I once read this maxim that you should save 90% of any windfall of money. I liked that idea a lot. Then I asked myself, why not just save 100% of the windfall? I clearly have been living without the money of the windfall, so what do I actually need it for now? 

As a teacher, I don’t often get big windfalls. There is no yearly bonus and there is no negotiating a raise. So it’s tempting to exclude myself from having to live by this maxim. But there is plenty of extra money that comes our way.

Save 100% of your Stipend Checks

You might coach a sport or advise an after school club, like the yearbook. You signed up because you wanted to provide a well rounded school experience for your students. Just like you didn’t go into teaching for the money, you don’t stay late for the money.
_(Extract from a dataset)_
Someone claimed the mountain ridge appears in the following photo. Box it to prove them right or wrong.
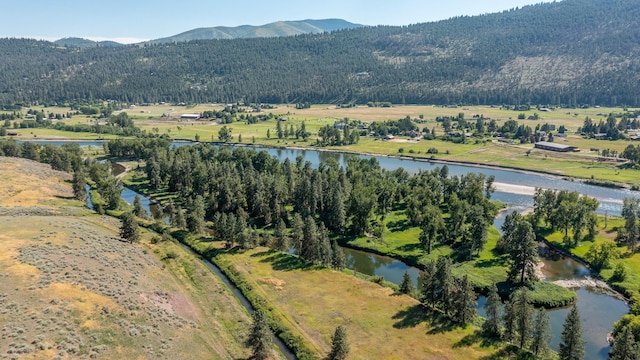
[53,19,363,48]
[0,0,640,106]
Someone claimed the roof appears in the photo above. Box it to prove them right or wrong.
[536,141,575,150]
So when that extra thousand or two gets dropped onto your check for the year of coaching, just take it and save it! I personally just got a stipend this summer and filled up my emergency fund savings bucket. So instead of having to save $300 every month and it taking 11 months to fill my emergency fund, I am almost finished filling it. 

Save 100% of your Merit Pay

So there are some schools out there still using a merit pay system to try to improve test scores. While we know that incentivizing teachers this way simply doesn’t work, the practice persists. In Ohio, 50% of a teacher’s evaluation is based on student test scores. It has been shown in studies ordered by the Gates Foundation that this kind of evaluations doesn’t improve teaching and learning! SURPRISE, SURPRISE!

If you are lucky enough to win the data game then you just thank whatever god you believe in and put that money away. Pretend you never saw it. You know you have always done the best you can and should treat that money like gravy. If you don’t get it the next year, put it out of your mind. You still did the best you could. Let the merit pay grow in a Roth IRA until you’re 60 years old. 

Save 100% of your Class Coverages

No matter how small, extra money is extra money. Even if you do 10 class coverages a year and you get paid $25 for a coverage, that’s still $250. And that invested over 20 years becomes $1165. 

Save 100% of your PD pay

OK so you get the point, right? Save 100% of all the extra money. Schools sometimes pay you for extra professional development you do outside of the school. If you run a PD session, ask if there is a stipend associated before you volunteer yourself. All of these little pieces are not things you include in your budget plans so just save them! 

Little Leaks Sink a Large Ship

The point I am trying to make here is that there are lots of great ways to save money while you are a teacher. When I sit down to plan out my finances, I use the salary printed in my contract in my budget. I divide it by 26 pay checks in the year and then go from there. 
Just like spending money on a bunch of little items throughout the money will slowly but surely deplete your checking account, not saving a bunch of little bonuses will slowly deplete your potential savings & investments. You don’t want to get to the end of the year and realize you did 32 class coverages and still saved the same amount as the year before. Or even worse, you start coaching and then end up saving less than the year before! I feel very grateful that I discovered and became obsessed with personal finance before my first big stipend came in. I surely would have ended up saving only 90% of it, or worse, only saved 25% and spent the rest. 

Since I have learned to live on less by being a teacher and making a modest income, all extra money can be saved or invested. The next step is to save 100% of every raise!

3 comments

  1. steveark - Reply

    Most bonuses or stipends or whatever windfalls that come your way involved extra work, or meritorious performance on your part. There is a human factors issue with just putting 100% in savings. If you want to incentivise the kind of extra effort that got you the money then I think it is important to reward yourself. It might just be dinner out or nicer than normal take out but I’ve found every single victory in life should have a small celebration. I had a huge windfall once, gigantic, and my wife and I spent about 4% of it on some things that we use a lot and enjoy. We put 96% of it in investments, but you have to live now too, so I highly recommend spending a little, even if it is less than 5%. When you reward yourself for hard work or good fortune it makes now happy and by saving almost all of the windfall it still accomplishes what you want long term. Just my opinion but it worked to make me financially independent for the last couple of decades. Plus you need account for inflation or you will drive your frugality to possibly impossible levels over time.

    • miriam - Reply

      Good point, Steve! I agree with you about having fun. I guess my view is that I keep fun in my regular budget. I have an “eating out” line item in my monthly expected expenses and do other fun things. I try to keep an even flow of fun or less frugal things so then the extra influx of cash isn’t like “Oh, now I can finally have some fun!”

  2. Ms. Fiology - Reply

    I love what you propose here! You are killing it.

    I suppose I could apply that same concept whenever I get a raise.